Vem-me agora à mente a imagem do Louis. Que luz maléfica, se bem que inquiridora, lançaria ele sobre este entardecer outonal, sobre este partir de objectos de louça e este trautear de canções de caça, sobre o Neville, Byron, e a vida que aqui levamos? Os seus lábios finos estão como que cosidos; o rosto é muito pálido; encontra-se num escritório, embrenhado na leitura de um qualquer documento oficial obscuro. “O meu pai, que é banqueiro em Brisbane – apesar de se envergonhar dele, está sempre a falar no pai – falhou”. – É por isso que se encontra sentado no escritório, o Louis, o melhor aluno da escola.

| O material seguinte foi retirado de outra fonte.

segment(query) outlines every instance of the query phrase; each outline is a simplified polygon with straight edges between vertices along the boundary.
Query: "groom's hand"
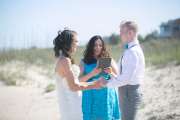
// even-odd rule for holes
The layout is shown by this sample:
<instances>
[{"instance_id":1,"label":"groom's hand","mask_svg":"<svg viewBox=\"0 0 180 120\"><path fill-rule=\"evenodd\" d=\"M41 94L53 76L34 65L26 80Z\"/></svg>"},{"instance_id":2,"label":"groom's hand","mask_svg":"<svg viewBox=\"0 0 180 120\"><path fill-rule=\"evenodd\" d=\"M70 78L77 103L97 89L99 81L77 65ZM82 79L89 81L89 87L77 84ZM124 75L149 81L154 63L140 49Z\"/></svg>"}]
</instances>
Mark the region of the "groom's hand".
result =
<instances>
[{"instance_id":1,"label":"groom's hand","mask_svg":"<svg viewBox=\"0 0 180 120\"><path fill-rule=\"evenodd\" d=\"M107 87L107 83L108 83L108 81L106 80L106 78L105 77L101 77L100 85L102 87Z\"/></svg>"}]
</instances>

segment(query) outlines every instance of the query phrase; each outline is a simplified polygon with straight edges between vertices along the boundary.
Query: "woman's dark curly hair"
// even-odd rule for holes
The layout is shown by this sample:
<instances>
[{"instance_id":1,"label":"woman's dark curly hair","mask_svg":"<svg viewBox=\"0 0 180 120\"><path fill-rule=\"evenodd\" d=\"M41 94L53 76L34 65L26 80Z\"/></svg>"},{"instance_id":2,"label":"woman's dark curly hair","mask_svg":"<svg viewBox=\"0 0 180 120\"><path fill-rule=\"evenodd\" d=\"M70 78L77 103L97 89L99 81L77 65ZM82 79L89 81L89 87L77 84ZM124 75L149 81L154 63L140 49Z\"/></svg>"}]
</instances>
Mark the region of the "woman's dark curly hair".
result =
<instances>
[{"instance_id":1,"label":"woman's dark curly hair","mask_svg":"<svg viewBox=\"0 0 180 120\"><path fill-rule=\"evenodd\" d=\"M71 53L72 43L76 35L77 33L75 31L71 31L68 28L65 28L64 31L58 31L58 36L53 41L55 57L59 57L60 52L62 52L65 57L71 60L72 64L75 64Z\"/></svg>"},{"instance_id":2,"label":"woman's dark curly hair","mask_svg":"<svg viewBox=\"0 0 180 120\"><path fill-rule=\"evenodd\" d=\"M101 36L94 36L89 40L89 42L86 46L86 50L83 53L84 62L86 64L91 64L91 63L96 62L96 59L94 58L94 47L95 47L95 41L98 39L100 39L102 42L102 49L101 49L100 54L98 55L98 58L111 56L110 52L107 50L106 42L101 38Z\"/></svg>"}]
</instances>

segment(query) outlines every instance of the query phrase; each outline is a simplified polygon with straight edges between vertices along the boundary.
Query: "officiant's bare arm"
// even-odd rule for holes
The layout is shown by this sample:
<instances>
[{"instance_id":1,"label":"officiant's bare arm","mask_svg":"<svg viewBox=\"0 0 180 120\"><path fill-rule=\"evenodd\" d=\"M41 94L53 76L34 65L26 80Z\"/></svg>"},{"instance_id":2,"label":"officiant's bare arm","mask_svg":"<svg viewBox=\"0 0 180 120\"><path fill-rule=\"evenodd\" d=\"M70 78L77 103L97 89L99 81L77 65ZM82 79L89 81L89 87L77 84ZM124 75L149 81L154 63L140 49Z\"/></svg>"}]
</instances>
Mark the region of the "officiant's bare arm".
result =
<instances>
[{"instance_id":1,"label":"officiant's bare arm","mask_svg":"<svg viewBox=\"0 0 180 120\"><path fill-rule=\"evenodd\" d=\"M97 76L101 72L101 68L99 69L94 68L90 73L85 75L85 67L82 60L79 63L79 68L80 68L79 82L86 82L91 77Z\"/></svg>"}]
</instances>

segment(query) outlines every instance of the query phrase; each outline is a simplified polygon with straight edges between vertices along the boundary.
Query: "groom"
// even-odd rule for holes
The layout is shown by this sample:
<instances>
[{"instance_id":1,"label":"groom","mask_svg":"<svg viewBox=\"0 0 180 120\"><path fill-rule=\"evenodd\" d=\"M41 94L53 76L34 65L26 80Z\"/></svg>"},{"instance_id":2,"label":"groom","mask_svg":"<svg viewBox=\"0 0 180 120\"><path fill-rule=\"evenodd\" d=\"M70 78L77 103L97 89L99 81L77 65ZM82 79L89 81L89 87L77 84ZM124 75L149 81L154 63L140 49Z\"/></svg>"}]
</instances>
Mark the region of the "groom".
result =
<instances>
[{"instance_id":1,"label":"groom","mask_svg":"<svg viewBox=\"0 0 180 120\"><path fill-rule=\"evenodd\" d=\"M142 104L143 92L141 85L145 71L144 54L137 39L138 26L134 22L122 22L120 38L128 48L121 55L118 76L110 80L102 78L103 87L118 87L121 120L137 120L138 110Z\"/></svg>"}]
</instances>

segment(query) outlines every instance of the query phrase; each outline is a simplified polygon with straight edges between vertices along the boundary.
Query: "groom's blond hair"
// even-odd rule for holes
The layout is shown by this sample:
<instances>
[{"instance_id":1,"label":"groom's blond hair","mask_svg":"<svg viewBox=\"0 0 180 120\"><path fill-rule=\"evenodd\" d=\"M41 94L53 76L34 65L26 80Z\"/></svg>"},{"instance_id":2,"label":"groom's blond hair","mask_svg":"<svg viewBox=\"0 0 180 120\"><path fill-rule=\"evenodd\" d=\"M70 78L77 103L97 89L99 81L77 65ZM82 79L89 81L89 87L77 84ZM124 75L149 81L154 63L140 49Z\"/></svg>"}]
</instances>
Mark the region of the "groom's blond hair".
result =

Todavia, e dado que ando sempre à procura de contrastes, é com frequência que vejo que tem os olhos trocistas, selvagens, poisados em nós, somando-nos como se fôssemos algarismos insignificantes numa qualquer conta de grandes dimensões, cujo total não pára de perseguir. E, mais cedo ou mais tarde, molhando em tinta vermelha o aparo de uma qualquer bela caneta, a soma estará completa; saberemos qual o nosso total; contudo, isso não chegará.